# Father Son Moment



## tom_in_orl (Dec 9, 2006)

I will email you the original.


----------



## BobFLA (Feb 15, 2007)

I have a pic similar on my desk...I look at it everyday. My son is now 20 and we are going on a guided trip in May. Another kodak moment!

Best regards
Bob


----------



## Guest (Mar 18, 2008)

one word - Awesome. [smiley=1-beer.gif]


----------



## aaronshore (Aug 24, 2007)

> one word - Awesome. [smiley=1-beer.gif]


Thats three words......


----------



## JRH (Mar 18, 2007)

Way to go Eric and Trey!


----------



## deerfly (Mar 10, 2007)

thanks guys, you can't have too many pic's like these, ever.  

Tom's the man here for getting us out there though. I wasn't even sure I could commit until 9pm Thursday night. :-? Because of Trey's school we couldn't get to the ramp until sundown Friday night either, so we had to go down to Watson's in the dark.  I've done plenty of that down there many years ago and its still a butt tightener, I think Tom used the word "extreme" to describe the endeavor.  Regardless Tom did a stellar job at the helm and the LT25 glided out there like a sleigh.  

After a about an hour ride and what seemed like a 100 flashes of the q-beam we rolled around the last bend to Watson's to meet a gator about 20yds off shore staring at the party on the shell mound.  14 boats lined up to the dock and beached too, umpteen tents, and people everywhere. Looked Woodstock at Watson's to me. ;D Tom found an 8" crack between two gheenoes, so we slid in there and unloaded Trey and I's stuff. 

It was great to finally meet Walt in person and the other CG members too. Great food and camaraderie all around. A few of the guys were fishing off the lined up boats and ended up landing a baby jewfish, I'd guess 18-20lbs or so, plus a couple big gaftopsails and some lost fish, probably sharks. Pretty neat on-shore entertainment I'd say. Bugs weren't bad either. 

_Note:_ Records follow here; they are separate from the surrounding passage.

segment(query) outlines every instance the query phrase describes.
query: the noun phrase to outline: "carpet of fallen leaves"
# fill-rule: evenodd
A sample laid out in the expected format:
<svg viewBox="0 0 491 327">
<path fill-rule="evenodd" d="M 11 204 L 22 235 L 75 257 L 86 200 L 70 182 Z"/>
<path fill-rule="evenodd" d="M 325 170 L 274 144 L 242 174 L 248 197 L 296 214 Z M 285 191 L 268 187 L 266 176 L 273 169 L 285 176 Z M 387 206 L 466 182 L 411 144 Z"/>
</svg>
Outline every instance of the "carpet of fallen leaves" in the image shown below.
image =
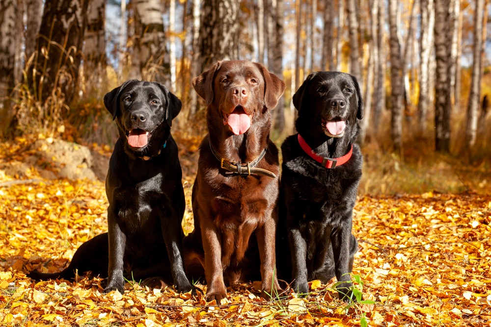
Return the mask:
<svg viewBox="0 0 491 327">
<path fill-rule="evenodd" d="M 2 147 L 4 162 L 22 146 Z M 102 182 L 27 175 L 0 171 L 1 326 L 491 326 L 489 195 L 359 197 L 353 275 L 363 301 L 350 306 L 337 299 L 334 280 L 312 281 L 306 298 L 292 293 L 272 302 L 258 297 L 258 282 L 239 284 L 216 303 L 131 281 L 123 295 L 103 294 L 97 278 L 27 277 L 33 269 L 62 269 L 81 244 L 106 230 L 108 206 Z M 185 176 L 186 232 L 192 229 L 192 181 Z"/>
</svg>

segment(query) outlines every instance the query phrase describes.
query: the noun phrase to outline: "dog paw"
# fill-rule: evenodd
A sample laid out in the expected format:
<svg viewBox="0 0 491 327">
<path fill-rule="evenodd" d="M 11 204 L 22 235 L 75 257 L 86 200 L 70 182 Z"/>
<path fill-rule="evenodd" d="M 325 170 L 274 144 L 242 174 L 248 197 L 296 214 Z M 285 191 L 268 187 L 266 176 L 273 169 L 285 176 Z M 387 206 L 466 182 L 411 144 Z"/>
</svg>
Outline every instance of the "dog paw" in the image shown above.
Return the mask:
<svg viewBox="0 0 491 327">
<path fill-rule="evenodd" d="M 106 285 L 106 287 L 104 288 L 103 293 L 109 293 L 111 291 L 115 291 L 116 290 L 121 294 L 124 294 L 124 282 L 109 282 Z"/>
<path fill-rule="evenodd" d="M 210 293 L 209 294 L 206 295 L 206 297 L 205 298 L 207 302 L 211 302 L 213 300 L 217 301 L 217 304 L 219 304 L 220 301 L 221 301 L 222 299 L 227 298 L 227 293 L 222 293 L 220 292 L 215 292 Z"/>
<path fill-rule="evenodd" d="M 336 288 L 339 295 L 339 299 L 345 302 L 351 302 L 355 296 L 353 295 L 353 284 L 351 283 L 342 283 Z"/>
<path fill-rule="evenodd" d="M 292 288 L 293 289 L 293 291 L 301 298 L 308 295 L 308 283 L 306 281 L 297 282 L 296 281 L 293 282 Z"/>
</svg>

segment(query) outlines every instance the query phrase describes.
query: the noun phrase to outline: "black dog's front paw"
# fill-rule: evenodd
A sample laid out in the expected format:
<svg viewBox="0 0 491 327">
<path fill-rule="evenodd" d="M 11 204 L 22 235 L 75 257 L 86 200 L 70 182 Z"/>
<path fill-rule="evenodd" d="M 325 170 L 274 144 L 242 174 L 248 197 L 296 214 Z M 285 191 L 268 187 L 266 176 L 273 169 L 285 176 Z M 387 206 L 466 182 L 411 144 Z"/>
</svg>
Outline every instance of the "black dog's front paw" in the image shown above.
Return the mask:
<svg viewBox="0 0 491 327">
<path fill-rule="evenodd" d="M 306 280 L 303 281 L 297 281 L 295 280 L 292 285 L 293 291 L 301 298 L 303 298 L 308 295 L 308 283 Z"/>
<path fill-rule="evenodd" d="M 336 289 L 339 293 L 339 299 L 345 302 L 351 302 L 354 299 L 352 283 L 342 283 L 336 287 Z"/>
<path fill-rule="evenodd" d="M 109 282 L 108 283 L 107 286 L 104 288 L 103 293 L 109 293 L 111 291 L 117 290 L 121 294 L 124 294 L 124 281 L 121 282 Z"/>
</svg>

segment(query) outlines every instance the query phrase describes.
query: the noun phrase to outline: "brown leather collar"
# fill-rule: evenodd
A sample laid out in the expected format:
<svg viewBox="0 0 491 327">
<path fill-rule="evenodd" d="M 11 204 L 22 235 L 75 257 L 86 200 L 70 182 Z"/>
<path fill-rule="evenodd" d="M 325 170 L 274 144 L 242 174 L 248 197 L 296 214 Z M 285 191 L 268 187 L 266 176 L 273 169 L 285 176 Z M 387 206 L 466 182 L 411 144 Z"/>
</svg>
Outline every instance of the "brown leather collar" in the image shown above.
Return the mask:
<svg viewBox="0 0 491 327">
<path fill-rule="evenodd" d="M 243 164 L 240 162 L 232 163 L 222 158 L 220 154 L 218 153 L 218 151 L 215 150 L 215 148 L 212 146 L 211 143 L 210 143 L 210 149 L 211 150 L 212 153 L 213 153 L 215 157 L 220 162 L 220 168 L 227 170 L 229 172 L 231 172 L 234 174 L 239 174 L 239 175 L 250 175 L 253 174 L 272 177 L 273 178 L 275 178 L 276 177 L 275 175 L 269 170 L 263 169 L 262 168 L 256 168 L 255 167 L 256 165 L 259 163 L 261 159 L 266 154 L 266 149 L 263 150 L 259 156 L 256 158 L 253 161 Z"/>
</svg>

Fishing was tough with the high winds on Saturday but Weedy pointed us to some productive and relatively protected spots to try, so we managed a few little snook and ladyfish. Some of the others caught a few keeper snook and red's but not many considering the number of anglers. I liked to have died Saturday night with a sore throat and fever and Tom graciously offered to take me to the ramp Sunday morning but I wasn't quite ready to give up, plus I didn't want to mess Tom up so us, Weedy and Zero Gravity went fishing again.

Oh well, I could go on and on and already have.  Great time for sure, can't wait to do it again.


----------



## deerfly (Mar 10, 2007)

almost forgot, lil'deerfly decided to take a few shots himself  Could have a little shutterbug on my hands here. 

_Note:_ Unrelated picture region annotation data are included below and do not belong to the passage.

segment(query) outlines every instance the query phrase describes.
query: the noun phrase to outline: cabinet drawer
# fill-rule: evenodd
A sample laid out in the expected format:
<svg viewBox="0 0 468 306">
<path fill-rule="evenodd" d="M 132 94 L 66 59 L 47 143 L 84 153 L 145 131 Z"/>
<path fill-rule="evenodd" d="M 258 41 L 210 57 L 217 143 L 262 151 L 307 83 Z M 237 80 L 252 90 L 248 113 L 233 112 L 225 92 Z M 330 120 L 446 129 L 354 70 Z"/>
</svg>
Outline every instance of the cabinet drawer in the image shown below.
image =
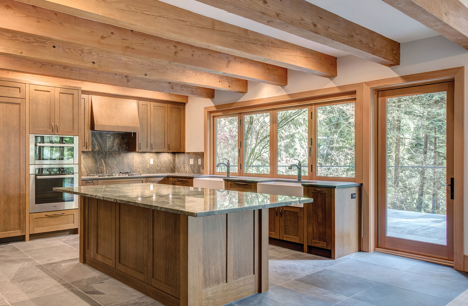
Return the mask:
<svg viewBox="0 0 468 306">
<path fill-rule="evenodd" d="M 117 179 L 100 179 L 98 185 L 117 185 L 123 184 L 139 184 L 143 183 L 144 178 L 121 178 Z"/>
<path fill-rule="evenodd" d="M 169 185 L 193 187 L 193 179 L 183 178 L 168 178 Z"/>
<path fill-rule="evenodd" d="M 78 227 L 78 209 L 29 214 L 29 234 L 76 228 Z"/>
<path fill-rule="evenodd" d="M 257 183 L 248 182 L 233 182 L 226 181 L 226 190 L 257 192 Z"/>
</svg>

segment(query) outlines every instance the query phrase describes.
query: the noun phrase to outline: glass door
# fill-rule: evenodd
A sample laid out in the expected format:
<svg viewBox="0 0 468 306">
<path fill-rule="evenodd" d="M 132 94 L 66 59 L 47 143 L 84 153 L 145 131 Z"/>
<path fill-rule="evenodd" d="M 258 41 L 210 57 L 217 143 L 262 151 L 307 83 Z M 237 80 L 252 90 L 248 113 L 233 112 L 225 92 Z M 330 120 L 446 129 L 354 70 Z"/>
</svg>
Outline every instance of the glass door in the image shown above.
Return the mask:
<svg viewBox="0 0 468 306">
<path fill-rule="evenodd" d="M 453 86 L 378 93 L 380 248 L 453 260 Z"/>
</svg>

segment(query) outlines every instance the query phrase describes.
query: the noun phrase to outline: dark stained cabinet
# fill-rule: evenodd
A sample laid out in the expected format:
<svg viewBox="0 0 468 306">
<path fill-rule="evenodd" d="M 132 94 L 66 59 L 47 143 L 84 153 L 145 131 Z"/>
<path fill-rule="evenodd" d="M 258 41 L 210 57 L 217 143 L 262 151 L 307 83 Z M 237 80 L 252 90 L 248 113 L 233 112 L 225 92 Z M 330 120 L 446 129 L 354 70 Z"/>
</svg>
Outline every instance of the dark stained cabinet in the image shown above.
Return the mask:
<svg viewBox="0 0 468 306">
<path fill-rule="evenodd" d="M 78 90 L 29 86 L 29 133 L 78 135 Z"/>
<path fill-rule="evenodd" d="M 25 105 L 0 97 L 0 238 L 25 232 Z"/>
</svg>

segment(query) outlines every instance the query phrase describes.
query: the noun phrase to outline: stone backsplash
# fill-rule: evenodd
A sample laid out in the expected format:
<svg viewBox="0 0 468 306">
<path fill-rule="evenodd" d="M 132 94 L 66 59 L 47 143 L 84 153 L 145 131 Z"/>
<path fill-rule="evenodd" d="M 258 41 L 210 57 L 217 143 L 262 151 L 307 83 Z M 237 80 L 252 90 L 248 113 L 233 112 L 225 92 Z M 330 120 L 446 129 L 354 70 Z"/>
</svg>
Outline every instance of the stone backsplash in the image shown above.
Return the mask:
<svg viewBox="0 0 468 306">
<path fill-rule="evenodd" d="M 124 133 L 93 132 L 91 149 L 81 152 L 82 175 L 96 173 L 117 173 L 130 171 L 137 173 L 176 172 L 203 174 L 203 152 L 146 153 L 128 152 L 128 135 Z M 153 164 L 149 164 L 150 158 Z M 193 158 L 194 164 L 190 164 Z M 198 159 L 201 164 L 198 164 Z"/>
</svg>

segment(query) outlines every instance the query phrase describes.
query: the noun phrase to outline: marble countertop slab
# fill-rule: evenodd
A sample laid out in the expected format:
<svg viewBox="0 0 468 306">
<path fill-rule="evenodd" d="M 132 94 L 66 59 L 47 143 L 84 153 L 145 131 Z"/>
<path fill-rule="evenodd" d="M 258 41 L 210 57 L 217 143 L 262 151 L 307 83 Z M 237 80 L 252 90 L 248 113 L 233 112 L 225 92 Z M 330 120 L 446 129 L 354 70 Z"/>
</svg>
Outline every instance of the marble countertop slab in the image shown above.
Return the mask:
<svg viewBox="0 0 468 306">
<path fill-rule="evenodd" d="M 56 191 L 193 217 L 312 203 L 312 199 L 150 183 L 54 188 Z"/>
</svg>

A perfect greeting to the new day, hard to believe thats really hydrogen fission radiation sometimes. 









wishin' for a strike









delivering another wish









Our humble captain and guide trying his hand with the flyrod too









Tom, you need to consider Trey for a marketing position when he's old enough to work. 

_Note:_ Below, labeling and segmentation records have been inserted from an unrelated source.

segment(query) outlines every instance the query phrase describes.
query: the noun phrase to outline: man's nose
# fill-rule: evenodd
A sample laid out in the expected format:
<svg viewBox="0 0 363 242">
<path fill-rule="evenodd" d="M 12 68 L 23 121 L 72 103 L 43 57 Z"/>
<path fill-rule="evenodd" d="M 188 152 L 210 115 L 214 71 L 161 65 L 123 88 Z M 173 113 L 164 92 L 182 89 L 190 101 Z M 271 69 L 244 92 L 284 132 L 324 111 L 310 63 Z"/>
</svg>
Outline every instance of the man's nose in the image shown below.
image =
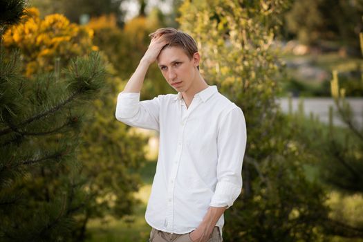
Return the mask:
<svg viewBox="0 0 363 242">
<path fill-rule="evenodd" d="M 175 73 L 174 71 L 170 71 L 168 73 L 167 77 L 169 81 L 172 81 L 175 79 L 175 77 L 176 77 L 176 74 Z"/>
</svg>

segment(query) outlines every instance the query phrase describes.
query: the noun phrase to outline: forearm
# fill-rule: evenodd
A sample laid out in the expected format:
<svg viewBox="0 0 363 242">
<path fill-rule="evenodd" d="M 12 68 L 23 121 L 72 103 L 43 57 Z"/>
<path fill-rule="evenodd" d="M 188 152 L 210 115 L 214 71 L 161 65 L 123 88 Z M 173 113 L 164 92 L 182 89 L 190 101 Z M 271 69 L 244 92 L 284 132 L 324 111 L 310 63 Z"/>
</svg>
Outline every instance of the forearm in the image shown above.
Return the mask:
<svg viewBox="0 0 363 242">
<path fill-rule="evenodd" d="M 150 63 L 144 59 L 140 61 L 138 68 L 127 82 L 123 91 L 124 93 L 140 93 L 141 91 L 149 66 Z"/>
<path fill-rule="evenodd" d="M 226 209 L 227 206 L 223 207 L 210 207 L 200 226 L 204 227 L 207 230 L 212 231 L 219 218 L 221 218 Z"/>
</svg>

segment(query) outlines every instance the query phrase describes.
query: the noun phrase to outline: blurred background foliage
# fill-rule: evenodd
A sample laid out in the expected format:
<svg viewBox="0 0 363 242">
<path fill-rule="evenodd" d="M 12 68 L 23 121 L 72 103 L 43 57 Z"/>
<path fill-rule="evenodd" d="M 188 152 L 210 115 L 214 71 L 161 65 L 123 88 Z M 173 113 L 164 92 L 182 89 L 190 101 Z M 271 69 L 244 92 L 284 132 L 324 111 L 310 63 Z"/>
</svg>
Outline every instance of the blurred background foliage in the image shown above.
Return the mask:
<svg viewBox="0 0 363 242">
<path fill-rule="evenodd" d="M 246 118 L 243 189 L 225 214 L 224 240 L 363 241 L 362 123 L 347 101 L 363 95 L 362 0 L 30 0 L 26 11 L 2 44 L 8 56 L 19 50 L 27 82 L 42 85 L 38 77 L 49 72 L 56 80 L 71 58 L 95 50 L 108 73 L 83 110 L 77 172 L 87 198 L 68 239 L 149 237 L 144 214 L 158 134 L 116 122 L 113 113 L 148 35 L 171 26 L 196 39 L 202 75 Z M 141 99 L 170 93 L 151 65 Z M 292 97 L 332 95 L 337 111 L 331 108 L 328 123 L 304 114 L 302 102 L 291 108 Z M 334 115 L 346 125 L 335 125 Z M 51 180 L 27 181 L 25 191 L 54 186 Z"/>
</svg>

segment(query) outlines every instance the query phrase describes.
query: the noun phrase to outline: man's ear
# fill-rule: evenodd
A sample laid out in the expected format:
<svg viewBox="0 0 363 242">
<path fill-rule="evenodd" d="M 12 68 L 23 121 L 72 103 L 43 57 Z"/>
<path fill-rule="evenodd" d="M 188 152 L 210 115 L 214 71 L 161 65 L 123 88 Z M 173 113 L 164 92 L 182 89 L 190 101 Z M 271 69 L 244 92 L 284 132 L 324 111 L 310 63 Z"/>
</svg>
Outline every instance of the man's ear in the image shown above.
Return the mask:
<svg viewBox="0 0 363 242">
<path fill-rule="evenodd" d="M 199 66 L 199 62 L 201 61 L 201 54 L 198 52 L 196 52 L 193 55 L 193 61 L 194 62 L 194 66 Z"/>
</svg>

And finally the happy little shutterbug doin' a self portrait.


----------



## Weedy (Dec 11, 2006)

Eric,
Out of all the pics I've seen from this past weekend, the last one you posted somes it up! Can't get any better than a kid with smile like that! It was a PLEASURE meeting both of you. Excellent pics Trey!
Walt


----------



## deerfly (Mar 10, 2007)

thanks Walt, that is what its all about isn't it. You can't fake or stage a smile like that, priceless. Too bad its out of focus or I'd blow it up and frame it. 

We need to work a little harder at getting together more often, I like your "back to basics" style.


----------



## Weedy (Dec 11, 2006)

Sounds good, I look forward to it!
Walt


----------